Tennis
Ed Thompson, left, tennis director at the Boys & Girls Club of Southwestern Oregon in Coos Bay, and Bill Sweet, right, of North Bend, helped the Oregon team win the 48th Denny Cardinall Challenge Cup, held in Vancouver, B.C., Canada, recently. The men posed with the trophy in front of the William J. Sweet Memorial Tennis Center this week. World Photo by Madeline Steege.

Local players help win trophy for Oregon

By John Gunther, Sports Editor
Saturday, April 15, 2006 11:54 AM PDT

Ed Thompson carefully carried the large silver punch bowl across the tennis courts at the William J. Sweet Memorial Tennis Center early this week.

He and Bill Sweet then posed with the trophy for a picture that commemorates their role in bringing the trophy, called the Denny Cardinall Challenge Cup, back to Oregon for another year.

Thompson, the teaching pro at the tennis center, and Sweet, a longtime member, joined several other players from around the state in competing against similar squads in Washington and British Columbia, Canada, for the trophy in the oldest international senior team tennis tournament in the United States.

Each played two matches in the event, held late last month at the Vancouver Lawn Tennis and Badminton Club in Vancouver, B.C.

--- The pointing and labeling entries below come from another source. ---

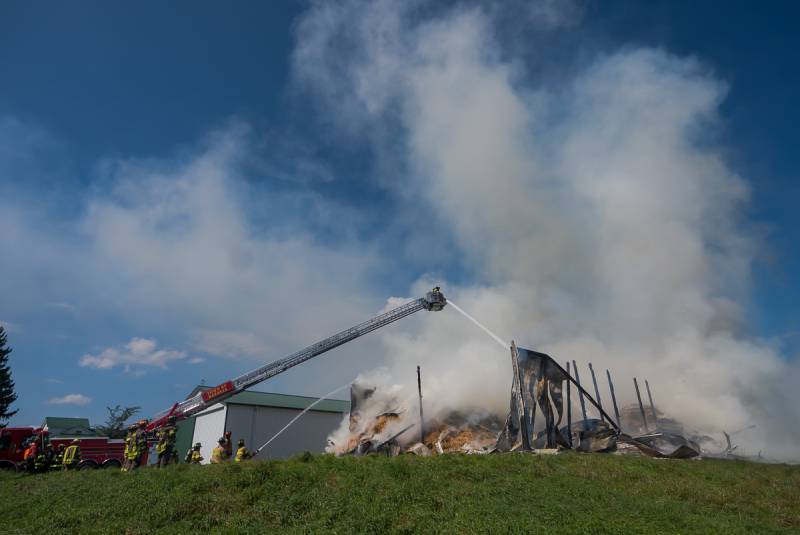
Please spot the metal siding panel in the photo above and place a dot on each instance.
(208, 428)
(183, 438)
(309, 433)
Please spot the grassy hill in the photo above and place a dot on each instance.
(508, 493)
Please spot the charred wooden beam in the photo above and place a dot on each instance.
(641, 407)
(596, 390)
(613, 398)
(652, 406)
(580, 391)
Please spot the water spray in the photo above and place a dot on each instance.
(504, 345)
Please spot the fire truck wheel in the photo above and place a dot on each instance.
(5, 465)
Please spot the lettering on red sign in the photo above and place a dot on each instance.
(218, 390)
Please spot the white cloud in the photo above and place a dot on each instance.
(600, 215)
(137, 353)
(70, 399)
(66, 307)
(10, 327)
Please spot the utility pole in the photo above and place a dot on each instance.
(421, 419)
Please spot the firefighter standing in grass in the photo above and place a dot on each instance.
(141, 443)
(72, 455)
(228, 445)
(58, 460)
(166, 443)
(30, 455)
(129, 445)
(218, 454)
(242, 453)
(40, 461)
(193, 455)
(49, 457)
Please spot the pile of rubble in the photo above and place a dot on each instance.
(379, 424)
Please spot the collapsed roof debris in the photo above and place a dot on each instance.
(379, 424)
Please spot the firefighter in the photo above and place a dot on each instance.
(141, 441)
(242, 453)
(49, 457)
(228, 445)
(30, 455)
(58, 460)
(166, 443)
(218, 453)
(40, 461)
(72, 455)
(136, 446)
(193, 455)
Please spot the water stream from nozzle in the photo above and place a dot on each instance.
(293, 420)
(505, 345)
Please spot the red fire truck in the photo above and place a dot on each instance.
(96, 452)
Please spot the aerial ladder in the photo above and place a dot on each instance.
(432, 301)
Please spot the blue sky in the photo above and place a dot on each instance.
(194, 189)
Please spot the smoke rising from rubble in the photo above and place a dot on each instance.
(599, 215)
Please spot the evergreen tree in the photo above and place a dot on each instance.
(7, 395)
(115, 425)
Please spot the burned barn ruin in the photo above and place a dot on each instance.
(550, 411)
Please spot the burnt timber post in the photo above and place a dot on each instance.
(596, 390)
(569, 409)
(652, 406)
(580, 392)
(641, 407)
(613, 398)
(421, 419)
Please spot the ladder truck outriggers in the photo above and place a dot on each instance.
(434, 300)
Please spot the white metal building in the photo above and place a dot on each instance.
(256, 417)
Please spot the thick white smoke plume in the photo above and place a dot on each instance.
(598, 213)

Thompson, who is 60, teamed with former Coos Bay and Marshfield High School graduate John Popplewell, who now lives in Portland, in the 60s age group. They lost their first match to probably the most-decorated pair of players on any of the teams. Bob Bardley is a former Canadian Davis Cup Team member and past national champion and John Frazier also is a past Canadian champion.

“I hadn't played against that caliber in a long, long time,” Thompson said. “These guys are still traveling for their country. They were sharp.”

Thompson and Popplewell bounced back to beat Washington's 60s doubles team in a tiebreaker.

“I had a great time,” said Thompson, who hasn't played competitive tennis in more than a decade. “It was a thrill to play and it was a thrill to compete against those caliber of players. It was great to get those juices flowing.”

TennisSweet, who is 86, played down a division, competing against players in the 80s division because there weren't any others in the 85s age group, and won both his matches.

Sweet started playing as a boy growing up and then took 25 years off before picking the game up again in 1964.

He now plays about four mornings a week at the tennis center, which bears his father's name.

William J. Sweet built the first two tennis courts in Bandon when the family first moved there - Bill was 2 at the time. He and his brothers, Piercy and Donald, donated the start-up money in honor of their dad to get the indoor tennis center project started - though many other donations followed.

Now Bill Sweet is one of the regulars at the center.

“I keep playing to stay healthy,” he said.

Sweet was playing in his 20th Denny Cardinall Challenge and figures he has won about half his matches.

He's one of six players in their 80s who regularly suit up for Oregon. His usual doubles player is 88, but was competing in a USTA event in San Diego the weekend of the competition.

Thompson is impresses by the older men.